# Can you give me suggestions on my new piece?



## Hahejo (Jan 16, 2018)

Hi, I am from Vietnam. And I wrote this piece about a week ago. I am very new at composing so I don't know if it is ok or not. If you could stop by and give it a listen and maybe leave a comment or suggestion afterwards I would be very appreciated. Thank you very much.
P/S: It was exported as audio with Musescore so sound quality isn't the best.

__
https://soundcloud.com/ho-ng-c-anh-3%2Fbabylonia


----------



## Phil loves classical (Feb 8, 2017)

Some interesting harmonies. I thought it was best at beginning until :40 and the end. Your building motif in the middle was weaker, I thought. Less repetition and more progressive is how I would like it more.


----------



## Hahejo (Jan 16, 2018)

Thank you very much. I will work on it. By the way do you find it similar to any other piece made by other musicians? Because some people told me it sounded similar to something they have heard in the past but since I made this by myself I was pretty sure that it was copyright safe. The only material that I used was at 93 from Rachmaninov. Thank you.


----------



## ancore (Jan 11, 2018)

I think I can feel the tension which makes it a good title of the music, its a nice piece of expressive music, but I'd not listen to it regularly


----------



## Hahejo (Jan 16, 2018)

Thank you so much for the positive feedback


----------



## JeffD (May 8, 2017)

I had it on in the background and the part that made me take particular notice was 2:06 to 2:36. Before and after that was not nearly as interesting IMO. But my opinion is of little weight.


----------



## Hahejo (Jan 16, 2018)

Thank you very much


----------



## Phil loves classical (Feb 8, 2017)

Hahejo said:


> Thank you very much. I will work on it. By the way do you find it similar to any other piece made by other musicians? Because some people told me it sounded similar to something they have heard in the past but since I made this by myself I was pretty sure that it was copyright safe. The only material that I used was at 93 from Rachmaninov. Thank you.

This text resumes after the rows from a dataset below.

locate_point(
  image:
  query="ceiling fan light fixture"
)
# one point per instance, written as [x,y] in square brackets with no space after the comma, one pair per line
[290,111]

Everything now sounds at least a bit similar to something before, but I'm sure your piece won't have any copyright problems. I guess some of the harmony does sounds a bit like Rachmaninov, now you mention it.


----------



## Hahejo (Jan 16, 2018)

Thank you so much for your info, I'm working on your progressive suggestion.


----------



## starthrower (Dec 11, 2010)

Good piece! I enjoyed listening to it.


----------



## Hahejo (Jan 16, 2018)

Thank you so much!


----------